Is this a bad thing? No, it’s not.
A website that contains keywords, often called a PMD for partial match domain, doesn’t ruin your SEO. Here’s why:
Instead of just changing how domains impact ranking, Google is targeting spammy signals around EMDs and PMDs.
The problem with EMDs and PMDs isn’t just the keywords in the domains. It’s about a bunch of other spammy stuff, too. So, let’s say your business is “The Light Bulb Replacement Company.”
- Your target keyword is “light bulb replacement.”
- Your website is LightBulbReplacementCompany.com. (I know. It’s kind of long.)
As long as you have a decent site with great content and a nice user experience, you shouldn’t see a major negative impact.
If you’re starting from scratch, however, and you want to choose the best name for your brand, try not to choose a name brand that is an exact match for the keywords you are targeting.
In today’s era of digital search and machine learning algorithms, brand identity is absolutely vital. And it includes just about everything except keywords.
This article doesn’t tell you how to pick a brand name, but the two topics—brand names and domain names— are intertwined. For more information on the interplay between brand names and domain names, please check out these resources:
- The Psychology Behind Choosing a Killer Domain Name
- How to Come Up with the Best Name for Your Brand
- How to Pick the Perfect Brand Name
- How to Pick the Perfect Name for your Business or Startup
Choose a .com Extension
Your extension or TLD (top-level domain) matters. And the most common TLD today is .com.
There might be some good reasons to choose another TLD, but be careful. Some TLDs like .biz and .us are associated with spam.
Your TLD won’t have a direct negative impact on your ranking. However, choosing the wrong one could associate you with low-ranking websites. That could negatively impact your SEO.
The .com TLD is the simplest, safest, and easiest route to go. Other high-quality extensions are country extensions such as .co.uk.
Tips for Scoring the Best Domain Name
Finally, let me sum up this article with a quick rundown of some tips to remember:
- Avoid numbers: When a person hears your domain, they might not know whether to spell the number or to use a numeral. For example, Number1Ranking.com could also be NumberOneRanking.com.
- Avoid intentionally misspelling words: It may seem creative to use a misspelled word as your brand or domain name. Usually, this backfires. People have a hard enough time spelling as it is. Confusing things by misspelling a word on purpose just makes it worse.
- Combining two or three words to form a longer word is okay: I seem to have a habit of doing this with my businesses — Quicksprout, Kissmetrics, HelloBar — but it seems to be working out okay. Make sure that your combined words won’t be misinterpreted. MensExchange.com could also be MenSexChange.com, so think twice.

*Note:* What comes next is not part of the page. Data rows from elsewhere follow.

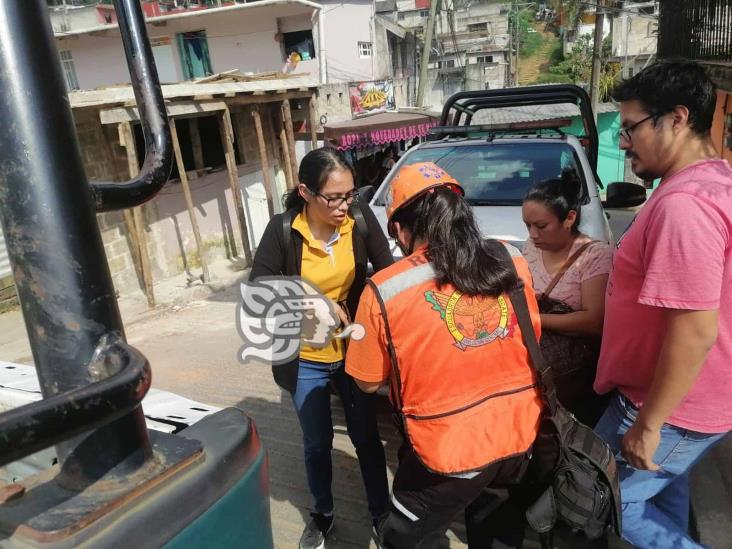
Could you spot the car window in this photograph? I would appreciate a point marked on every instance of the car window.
(500, 173)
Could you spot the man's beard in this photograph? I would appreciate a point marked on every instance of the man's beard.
(644, 174)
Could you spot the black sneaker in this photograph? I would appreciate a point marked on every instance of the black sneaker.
(313, 537)
(377, 527)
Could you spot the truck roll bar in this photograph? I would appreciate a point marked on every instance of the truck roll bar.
(158, 161)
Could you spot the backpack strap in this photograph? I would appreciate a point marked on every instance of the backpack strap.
(567, 264)
(521, 308)
(357, 214)
(287, 231)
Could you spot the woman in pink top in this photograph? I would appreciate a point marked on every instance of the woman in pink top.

- Hyphens are generally a bad idea: It’s easy to forget when, where, and if to use hyphens in a domain name. Hyphens are fine for multi-word URLs deeper within the site. But they’re not so great for the actual domain name.
- Shorter is better: Anything that starts getting longer than 15 characters is too long.
Ready to rock out with a killer domain name? Get brainstorming, and you’re sure to find something that nails it!